Safety Integrity is defined in IEC 61508 as “the likelihood of a safety-related system satisfactorily performing the requisite safety functions under all specified conditions within a stipulated timeframe”. The roots of SIL can thus be traced directly to the IEC 61508 standard, with specialised railway standards such as EN 50126, EN 50128, and EN 50129 deriving from this foundation. The IEC 61508 defines four SILs that indicate the degree to which a function will meet its specified safety, by analysing associated risks or hazards. It should be noted that SILs are ONLY assigned to functions and to NOT hardware, software, data, processes, or systems. Hardware, software, data, processes, and systems inherit SIL of the associated function. 

Recently, SIL allocations have been influenced not solely by safety considerations but also by security concerns encompassing health and safety. This evolving trend has ushered in the widespread allocation of SILs to systems whose failures bear no direct causality to hazardous incidents.
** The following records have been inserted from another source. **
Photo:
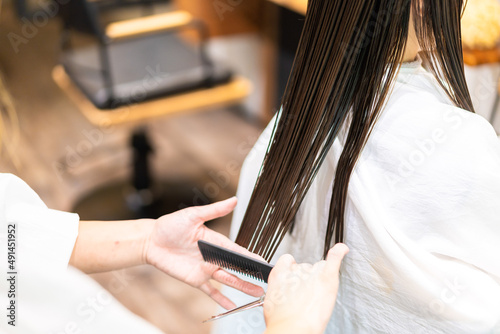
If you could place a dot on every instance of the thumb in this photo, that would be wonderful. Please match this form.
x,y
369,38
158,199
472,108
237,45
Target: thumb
x,y
335,256
211,211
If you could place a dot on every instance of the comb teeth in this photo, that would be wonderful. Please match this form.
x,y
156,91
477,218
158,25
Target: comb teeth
x,y
240,263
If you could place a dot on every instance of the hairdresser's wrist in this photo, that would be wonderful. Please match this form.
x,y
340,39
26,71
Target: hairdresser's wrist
x,y
292,326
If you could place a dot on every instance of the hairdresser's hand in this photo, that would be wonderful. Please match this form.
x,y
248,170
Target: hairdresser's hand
x,y
300,297
172,248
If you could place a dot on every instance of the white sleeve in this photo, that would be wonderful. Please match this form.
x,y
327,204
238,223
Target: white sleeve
x,y
44,238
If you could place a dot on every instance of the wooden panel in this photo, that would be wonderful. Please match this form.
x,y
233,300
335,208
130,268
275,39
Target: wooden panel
x,y
230,93
299,6
479,57
148,24
225,17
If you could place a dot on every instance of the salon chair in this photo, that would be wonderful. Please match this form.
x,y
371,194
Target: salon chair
x,y
133,71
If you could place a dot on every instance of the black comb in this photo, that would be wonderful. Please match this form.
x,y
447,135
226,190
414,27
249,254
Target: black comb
x,y
240,263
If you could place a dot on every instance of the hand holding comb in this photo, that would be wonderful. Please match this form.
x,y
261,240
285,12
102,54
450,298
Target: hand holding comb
x,y
240,263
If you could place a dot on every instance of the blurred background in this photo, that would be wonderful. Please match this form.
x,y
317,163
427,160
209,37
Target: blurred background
x,y
136,108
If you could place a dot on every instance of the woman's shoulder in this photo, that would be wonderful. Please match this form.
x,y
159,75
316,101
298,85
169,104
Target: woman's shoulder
x,y
14,190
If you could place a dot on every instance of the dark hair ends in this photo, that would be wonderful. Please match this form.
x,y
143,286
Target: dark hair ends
x,y
348,57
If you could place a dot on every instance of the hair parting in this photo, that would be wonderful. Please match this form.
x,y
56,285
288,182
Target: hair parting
x,y
348,57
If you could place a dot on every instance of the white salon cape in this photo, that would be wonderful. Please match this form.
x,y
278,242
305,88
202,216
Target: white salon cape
x,y
51,298
422,220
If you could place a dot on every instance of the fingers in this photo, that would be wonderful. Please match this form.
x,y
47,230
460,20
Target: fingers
x,y
335,256
223,241
212,211
217,296
237,283
284,264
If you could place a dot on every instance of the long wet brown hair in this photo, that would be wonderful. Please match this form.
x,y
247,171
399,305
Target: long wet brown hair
x,y
348,57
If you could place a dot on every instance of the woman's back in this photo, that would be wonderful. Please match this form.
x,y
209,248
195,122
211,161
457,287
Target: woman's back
x,y
422,218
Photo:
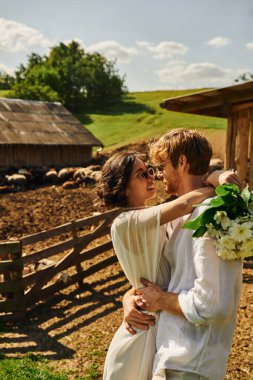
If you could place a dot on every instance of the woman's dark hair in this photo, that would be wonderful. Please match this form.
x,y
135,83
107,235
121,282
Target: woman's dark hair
x,y
116,174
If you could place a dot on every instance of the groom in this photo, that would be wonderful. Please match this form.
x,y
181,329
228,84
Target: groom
x,y
198,311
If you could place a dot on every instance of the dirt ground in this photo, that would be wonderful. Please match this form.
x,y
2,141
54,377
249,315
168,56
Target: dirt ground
x,y
75,327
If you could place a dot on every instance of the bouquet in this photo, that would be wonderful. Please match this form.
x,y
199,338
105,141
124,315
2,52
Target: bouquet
x,y
229,219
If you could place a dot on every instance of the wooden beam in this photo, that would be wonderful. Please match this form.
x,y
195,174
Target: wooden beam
x,y
242,144
251,150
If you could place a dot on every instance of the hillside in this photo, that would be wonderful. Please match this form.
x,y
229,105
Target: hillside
x,y
140,117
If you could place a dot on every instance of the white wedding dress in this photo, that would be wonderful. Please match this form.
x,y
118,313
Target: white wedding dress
x,y
139,241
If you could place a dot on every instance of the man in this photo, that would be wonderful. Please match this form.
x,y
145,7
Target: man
x,y
198,312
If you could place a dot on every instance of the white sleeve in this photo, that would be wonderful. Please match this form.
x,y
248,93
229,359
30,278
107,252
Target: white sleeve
x,y
213,295
138,240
Unfortunately, this misallocation contributes to escalated costs and delayed project timelines. 

SILs 

SIL (Safety Integrity Level) is determined through a risk analysis that considers the severity of potential consequences, their probability of occurrence, and the safety system’s ability to mitigate them. The diagram below shows the safety interval levels according to IEC 61508/ IEC 61511, with higher SILs having higher risk reduction capabilities.  

Here, SIL is defined in terms of the probability of failure on demand (PFD), which means the likelihood that a safety system will fail to perform its intended function when demanded. IEC 61508/ IEC 61511 uses a discrete scale from SIL 1 to SIL 4, with each level corresponding to a specific range of acceptable probability of failure on demand.  The higher the SIL, the higher the level of risk reduction. 

How to use SILs 

When using SILs, project owners must determine the intended system functions, understand functional failure consequences, and assign SILs based on one of the following methodical approaches. The 61508 Method: Initial assessment (number of blocking functions for a given consequence), assigning equal weight to all mitigation candidates, and creating a short list for further examination. One caveat for the 61508 method is that it requires further review of “edge cases” using other methods. The 50126 Method: is more refined and relies on defining the Tolerable Hazard Rate (THR) and the Tolerable Functional Failure Rate (TFR). This method should not be confused with Threat and Vulnerability Risk Analysis (TVRA) (i.e. security risk assessment) or requirements for High Availability (e.g. communication systems). 

Lessons Learnt  

One example of misuse of SIL and the need for proper SIL allocation within a sub-system comes from a railroad project owner looking to evaluate the Safety Integrity Level of their upgraded telecommunication system interfacing with the back-office. Initially, it was thought that this sub-system warranted classification as SIL 1 due to the transmission of sensitive and critical data and the telecommunication system’s high reliability requirement. However, through diligent assessment, leveraging our profound expertise in safety assurance, requirement definition and verification, hazard analysis, failure modes analysis, and risk mitigation, the SIL classification was corrected to SIL 0 for the telecommunication system, saving the project both time and cost. 

Safety Integrity Levels (SIL) are crucial to enhancing safety, resilience, and reliability in the railway transportation sector; however, its frequent misuse has led to substantial costs and project delays. Project owners must conduct SIL Assessments early in the project with vendor products that have the ability to be CENELEC certified to an acceptable SIL. Assigning the incorrect SIL to a system or component can cause extensive project delays and cost overruns. It is also important to note that SILs do not guarantee safety and SILs do not provide Reliability and Availability.